The film has a great cast: George Motoi, Cornel Coman, Silvia Gelan, Lucia Muresan, as well as last but not least –, György Kovacs. The one who played the role of host, who had a restrained presence due to his health. At one point, I remember the sequence very well, after the broadcast of the Royal Proclamation on the radio, a teacher appeared and spoke from the stairs The world is changing, gentlemen!
It is this change, as it happened between March 1944, when it was already clear that Germany and its allies were losing the war, and March 1953, the month of Stalin’s death, that is the subject of his latest book, Stelian Tanase. The book is called Rumors about the end of the world. Bucharest, 1944-1953published in 2023 by the Bucharest publishing house Corinth. history. No, the more than 500 pages of the volume are not about natural disasters that would herald the inevitability of the Apocalypse. But about the political, economic and social catastrophe caused by the establishment of communism.

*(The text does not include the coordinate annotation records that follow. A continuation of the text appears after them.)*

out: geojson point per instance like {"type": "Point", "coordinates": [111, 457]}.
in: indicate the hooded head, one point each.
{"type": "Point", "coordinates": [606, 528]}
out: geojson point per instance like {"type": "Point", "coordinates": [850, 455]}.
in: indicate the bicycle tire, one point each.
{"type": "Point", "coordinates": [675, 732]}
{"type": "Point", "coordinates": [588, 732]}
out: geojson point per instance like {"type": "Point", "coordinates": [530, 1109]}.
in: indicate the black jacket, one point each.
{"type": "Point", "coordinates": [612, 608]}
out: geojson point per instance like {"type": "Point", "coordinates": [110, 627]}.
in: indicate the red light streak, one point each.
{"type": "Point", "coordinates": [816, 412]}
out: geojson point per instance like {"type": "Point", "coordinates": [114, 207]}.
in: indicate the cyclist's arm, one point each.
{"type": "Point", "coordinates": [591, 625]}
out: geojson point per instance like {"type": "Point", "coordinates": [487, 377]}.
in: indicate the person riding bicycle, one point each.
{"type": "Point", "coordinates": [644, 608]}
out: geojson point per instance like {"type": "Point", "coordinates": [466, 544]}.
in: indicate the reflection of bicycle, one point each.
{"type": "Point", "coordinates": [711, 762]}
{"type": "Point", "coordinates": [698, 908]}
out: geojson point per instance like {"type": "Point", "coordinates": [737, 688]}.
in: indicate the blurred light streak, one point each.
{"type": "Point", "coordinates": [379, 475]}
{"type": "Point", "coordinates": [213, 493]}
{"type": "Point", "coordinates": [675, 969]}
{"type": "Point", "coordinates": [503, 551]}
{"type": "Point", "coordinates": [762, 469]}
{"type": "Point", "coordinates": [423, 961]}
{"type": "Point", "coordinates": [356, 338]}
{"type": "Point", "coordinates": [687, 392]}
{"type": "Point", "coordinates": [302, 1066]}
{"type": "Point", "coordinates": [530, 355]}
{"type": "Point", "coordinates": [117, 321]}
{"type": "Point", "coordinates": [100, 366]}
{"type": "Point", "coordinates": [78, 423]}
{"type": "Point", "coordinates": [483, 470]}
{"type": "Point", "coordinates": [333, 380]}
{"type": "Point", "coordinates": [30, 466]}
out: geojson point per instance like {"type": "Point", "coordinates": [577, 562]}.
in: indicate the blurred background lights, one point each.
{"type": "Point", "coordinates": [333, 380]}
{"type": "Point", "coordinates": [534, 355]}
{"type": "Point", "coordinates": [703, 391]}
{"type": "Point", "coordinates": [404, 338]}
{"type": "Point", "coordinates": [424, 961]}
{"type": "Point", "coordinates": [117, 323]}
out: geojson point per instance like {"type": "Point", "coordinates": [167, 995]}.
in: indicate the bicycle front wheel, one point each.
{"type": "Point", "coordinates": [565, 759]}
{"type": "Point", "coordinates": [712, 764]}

The story, told by Stelian Tenase, begins with the tangled history of representation on the theater stage Alhambra a masterpiece of Mykhailo Sebastian Nameless star. Perhaps also to emphasize the point that in the period 1944-1953 Shakespeare’s famous words were more relevant than ever The world is a stage, and we, people, are actors. However, unfortunately, with a few small exceptions, primarily from the Kremlin people who were active either in the country or in Moscow, few people guessed that in Romania, as in other countries of Eastern Europe, a transition from one world to another is taking place. That is, Sovietization, in the implementation of which, in the case of Romania, an important role would be played by a small PCR, which, a little further, was to be strengthened by the presence of all kinds of opportunists and thanks to the infusion with legionary elements, tanks of the Soviet Army, members of the Allied Control Commission, in which the main role belonged representatives of the USSR and Moscow’s tough emissaries. As it turned out, for example, Andriy Januarevych Visinsky, who on March 6, 1945 forced King Mihai to accept a government led by Dr. Petru Groza.

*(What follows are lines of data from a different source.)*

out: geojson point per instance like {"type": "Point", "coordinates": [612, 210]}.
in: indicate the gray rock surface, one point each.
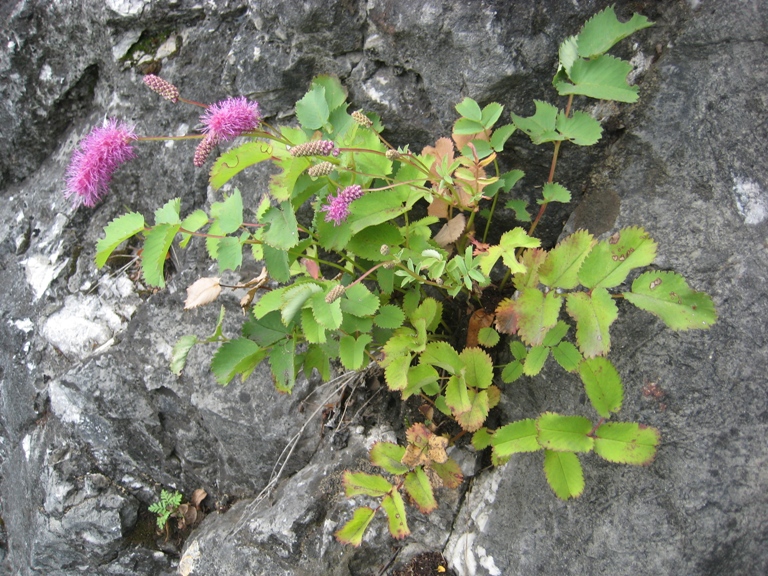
{"type": "Point", "coordinates": [93, 424]}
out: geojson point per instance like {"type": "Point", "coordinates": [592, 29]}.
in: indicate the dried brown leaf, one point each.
{"type": "Point", "coordinates": [203, 291]}
{"type": "Point", "coordinates": [451, 230]}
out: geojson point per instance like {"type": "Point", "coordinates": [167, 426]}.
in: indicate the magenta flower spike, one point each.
{"type": "Point", "coordinates": [93, 164]}
{"type": "Point", "coordinates": [230, 118]}
{"type": "Point", "coordinates": [337, 209]}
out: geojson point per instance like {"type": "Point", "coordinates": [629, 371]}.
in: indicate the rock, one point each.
{"type": "Point", "coordinates": [93, 424]}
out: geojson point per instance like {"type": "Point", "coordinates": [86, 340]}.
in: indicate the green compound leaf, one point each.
{"type": "Point", "coordinates": [169, 213]}
{"type": "Point", "coordinates": [390, 317]}
{"type": "Point", "coordinates": [367, 243]}
{"type": "Point", "coordinates": [294, 298]}
{"type": "Point", "coordinates": [535, 359]}
{"type": "Point", "coordinates": [281, 229]}
{"type": "Point", "coordinates": [192, 223]}
{"type": "Point", "coordinates": [395, 508]}
{"type": "Point", "coordinates": [474, 418]}
{"type": "Point", "coordinates": [266, 330]}
{"type": "Point", "coordinates": [420, 490]}
{"type": "Point", "coordinates": [329, 316]}
{"type": "Point", "coordinates": [181, 351]}
{"type": "Point", "coordinates": [283, 363]}
{"type": "Point", "coordinates": [317, 357]}
{"type": "Point", "coordinates": [352, 351]}
{"type": "Point", "coordinates": [561, 267]}
{"type": "Point", "coordinates": [352, 532]}
{"type": "Point", "coordinates": [564, 474]}
{"type": "Point", "coordinates": [556, 334]}
{"type": "Point", "coordinates": [568, 53]}
{"type": "Point", "coordinates": [156, 245]}
{"type": "Point", "coordinates": [239, 356]}
{"type": "Point", "coordinates": [531, 316]}
{"type": "Point", "coordinates": [553, 192]}
{"type": "Point", "coordinates": [236, 160]}
{"type": "Point", "coordinates": [313, 332]}
{"type": "Point", "coordinates": [610, 262]}
{"type": "Point", "coordinates": [604, 78]}
{"type": "Point", "coordinates": [388, 456]}
{"type": "Point", "coordinates": [594, 313]}
{"type": "Point", "coordinates": [491, 114]}
{"type": "Point", "coordinates": [449, 472]}
{"type": "Point", "coordinates": [626, 443]}
{"type": "Point", "coordinates": [457, 396]}
{"type": "Point", "coordinates": [567, 355]}
{"type": "Point", "coordinates": [312, 110]}
{"type": "Point", "coordinates": [516, 437]}
{"type": "Point", "coordinates": [603, 385]}
{"type": "Point", "coordinates": [117, 232]}
{"type": "Point", "coordinates": [603, 31]}
{"type": "Point", "coordinates": [667, 295]}
{"type": "Point", "coordinates": [228, 214]}
{"type": "Point", "coordinates": [564, 433]}
{"type": "Point", "coordinates": [421, 377]}
{"type": "Point", "coordinates": [541, 126]}
{"type": "Point", "coordinates": [512, 371]}
{"type": "Point", "coordinates": [442, 355]}
{"type": "Point", "coordinates": [488, 337]}
{"type": "Point", "coordinates": [467, 126]}
{"type": "Point", "coordinates": [396, 371]}
{"type": "Point", "coordinates": [478, 367]}
{"type": "Point", "coordinates": [580, 128]}
{"type": "Point", "coordinates": [532, 260]}
{"type": "Point", "coordinates": [362, 484]}
{"type": "Point", "coordinates": [359, 301]}
{"type": "Point", "coordinates": [470, 109]}
{"type": "Point", "coordinates": [510, 241]}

So far, not even those who wildly applauded the premiere Nameless stars, neither those who joyfully took to the streets after the broadcast of the Royal Proclamation, believing that peace had come and trouble was over, nor those who bought their annual almanacs at the end of 1944, did not quite understand what was in store. Perhaps they did not even know that those almanacs had already been censored, because on August 24, the censorship began to work according to new rules.
For a while, the world still had the right to hope for a return to normal life. The great hotels and restaurants were still open, the theaters gave premieres, even if they often did so in makeshift rooms because the old establishments had been razed to the ground or severely damaged in the bombings, the luxury houses of tolerance were still open, and those for the plebs (Stone cross). The parties hoped that they would be able to reorganize. And even if some have already felt the breath of Moscow on their necks, even if Mykhailo Sadovyanu announced in a famous speech at the Hall Dulles what the light comes from the east he still dreamed of the restoration of normal life and the arrival of the Americans.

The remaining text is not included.